Cells were differentiated as described above and treated with BSA, 0.4 mM PA and 0.4 mM PA plus 0.75 mM SV for 24 h, respectively. Following this, in each well 100 μL of fresh culture solution was replaced and then incubated for 2 h with 10 μL of CCK-8 solution (A311; Vazyme, China) per well. Absorbance at 450 nm was detected by an enzyme-labelled instrument (Multiskan Sky; Thermo Scientific) to measure the cell viability.

2.5 Quantitative Real-Time PCR (qRT-PCR)

Total RNA was extracted from cell samples using the Total RNA Isolation Kit (RC101; Vazyme, China) according to the manufacturer's instructions. Reverse transcription was performed using 1 μg RNA as described in the cDNA Synthesis Kit (R323; Vazyme, China). The transcript levels of genes between groups were analysed using SYBR qPCR Master Mix (Q711; Vazyme, China) on the ABI7500 Real-Time System. Data were normalised with beta-actin and analysed by ${2}^{-\Delta \Delta {C}_{\mathrm{t}}}$ . Table 1 shows the sequences of all primers used in this study.

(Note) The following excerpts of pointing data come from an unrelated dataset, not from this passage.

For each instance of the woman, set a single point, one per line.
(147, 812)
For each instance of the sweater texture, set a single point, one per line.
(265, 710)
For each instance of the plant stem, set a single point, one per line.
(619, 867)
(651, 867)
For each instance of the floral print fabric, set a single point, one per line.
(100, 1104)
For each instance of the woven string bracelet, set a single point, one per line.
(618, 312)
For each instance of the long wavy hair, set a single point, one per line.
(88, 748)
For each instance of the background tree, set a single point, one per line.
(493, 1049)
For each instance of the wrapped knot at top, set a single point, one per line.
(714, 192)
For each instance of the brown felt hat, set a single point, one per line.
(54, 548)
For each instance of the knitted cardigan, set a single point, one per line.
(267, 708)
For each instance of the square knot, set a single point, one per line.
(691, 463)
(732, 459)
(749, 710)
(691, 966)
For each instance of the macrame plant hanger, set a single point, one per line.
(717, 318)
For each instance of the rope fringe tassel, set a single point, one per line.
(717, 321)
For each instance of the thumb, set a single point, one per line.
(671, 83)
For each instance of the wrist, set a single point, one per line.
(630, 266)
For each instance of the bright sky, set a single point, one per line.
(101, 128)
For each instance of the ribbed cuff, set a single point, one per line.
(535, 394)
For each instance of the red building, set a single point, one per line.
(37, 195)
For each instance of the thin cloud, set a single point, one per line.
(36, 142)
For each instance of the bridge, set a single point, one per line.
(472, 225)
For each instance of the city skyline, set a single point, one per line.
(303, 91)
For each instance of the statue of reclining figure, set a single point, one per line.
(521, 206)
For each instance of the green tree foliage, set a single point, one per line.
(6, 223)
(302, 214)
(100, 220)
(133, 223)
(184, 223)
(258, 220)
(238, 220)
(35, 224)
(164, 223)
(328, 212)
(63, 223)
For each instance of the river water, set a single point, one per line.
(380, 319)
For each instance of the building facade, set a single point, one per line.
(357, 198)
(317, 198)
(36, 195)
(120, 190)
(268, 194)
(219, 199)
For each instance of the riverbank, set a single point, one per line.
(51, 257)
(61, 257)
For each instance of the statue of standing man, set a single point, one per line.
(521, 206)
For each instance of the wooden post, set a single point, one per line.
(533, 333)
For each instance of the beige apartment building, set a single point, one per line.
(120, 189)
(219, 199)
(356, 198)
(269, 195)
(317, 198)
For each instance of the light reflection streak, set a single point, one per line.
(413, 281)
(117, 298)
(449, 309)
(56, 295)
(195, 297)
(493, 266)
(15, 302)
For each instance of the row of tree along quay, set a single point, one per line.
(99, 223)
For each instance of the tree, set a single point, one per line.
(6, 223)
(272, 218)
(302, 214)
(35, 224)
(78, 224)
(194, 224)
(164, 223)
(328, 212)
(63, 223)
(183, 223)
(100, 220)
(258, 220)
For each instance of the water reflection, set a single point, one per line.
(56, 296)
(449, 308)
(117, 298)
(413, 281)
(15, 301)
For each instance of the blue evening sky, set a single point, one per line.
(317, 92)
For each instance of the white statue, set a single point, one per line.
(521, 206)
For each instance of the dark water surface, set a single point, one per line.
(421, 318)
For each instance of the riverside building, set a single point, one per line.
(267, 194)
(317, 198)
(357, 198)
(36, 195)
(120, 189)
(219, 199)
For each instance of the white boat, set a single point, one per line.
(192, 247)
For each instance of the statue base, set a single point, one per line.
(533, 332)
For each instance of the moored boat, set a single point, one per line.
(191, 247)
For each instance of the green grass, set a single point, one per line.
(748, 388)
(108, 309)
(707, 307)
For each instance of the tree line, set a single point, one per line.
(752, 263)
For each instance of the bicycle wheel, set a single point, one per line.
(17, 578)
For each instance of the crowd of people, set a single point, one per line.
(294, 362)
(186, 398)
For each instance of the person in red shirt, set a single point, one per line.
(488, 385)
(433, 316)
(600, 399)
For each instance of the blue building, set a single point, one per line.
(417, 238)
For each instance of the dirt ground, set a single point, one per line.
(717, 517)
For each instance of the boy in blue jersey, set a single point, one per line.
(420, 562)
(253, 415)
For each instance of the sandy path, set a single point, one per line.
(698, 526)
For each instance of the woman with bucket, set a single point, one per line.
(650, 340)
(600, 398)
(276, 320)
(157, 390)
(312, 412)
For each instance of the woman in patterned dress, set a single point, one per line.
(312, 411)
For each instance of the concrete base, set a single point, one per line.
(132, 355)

TABLE 1. Sequences of all primers for qRT-PCR.

Primers	Sequences	GenBank ID
beta-actin—Forward	5′-GGCTGTATTCCCCTCCATCG-3′	NM_007393.5
beta-actin—Reverse	5′-CCAGTTGGTAACAATGCCATGT-3′	NM_007393.5
Pdk4—Forward	5′-TCCGAAGCTGATGACTGGTG-3′	NM_013743.2
Pdk4—Reverse	5′-ACAGACCCACTTTGATCCCG-3′	NM_013743.2
Prkaa1—Forward	5′-GTCAAAGCCGACCCAATGATA-3′	NM_001013367.3
Prkaa1—Reverse	5′-CGTACACGCAAATAATAGGGGTT-3′	NM_001013367.3
Prkaa2—Forward	5′-CAGGCCATAAAGTGGCAGTTA-3′	NM_001356568.1
Prkaa2—Reverse	5′-AAAAGTCTGTCGGAGTGCTGA-3′	NM_001356568.1

2.6 Western Blotting Analysis

Cell samples were lysed with RIPA lysis buffer (P0013K; Beyotime, China) containing protease and phosphatase inhibitor cocktail (P1045; Beyotime, China) for 30 min on ice, when the cells were vortexed and mixed for every 5 min. Cell membrane proteins and cytoplasmic proteins were extracted using the Mammalian Membrane Protein Extraction Kit (DE301-01; TransGen, China). The protein concentration was determined by BCA Protein Assay Kit (P0012S; Beyotime, China). The separation gel of 10%–12% was prepared with the SDS-PAGE Gel Preparation Kit (P0012AC; Beyotime, China). After adding 20–40 μg of protein sample per well, electrophoresis was performed with Tris–Gly electrophoresis buffer in electrophoresis apparatus (PowerPac Basic; Bio-Rad, USA). Subsequently, the proteins were transferred to the PVDF membrane (IPVH00010; Merck Millipore) by a membrane transfer apparatus (PowerPac Basic; Bio-Rad, USA). Blocking was done with 5% skim milk. After the primary and secondary antibodies were incubated, the protein contents were detected by chemiluminescence with BeyoECL Star (P0018AS; Beyotime, China). In order to avoid errors due to re-sampling and to facilitate the subsequent analysis of the results, we used a special stripping buffer (P0025N; Beyotime, China) to remove the primary and secondary antibodies from the PVDF membrane and to block and re-incubate new antibodies. The integrated density of all protein images was analysed and measured by the ImageJ software.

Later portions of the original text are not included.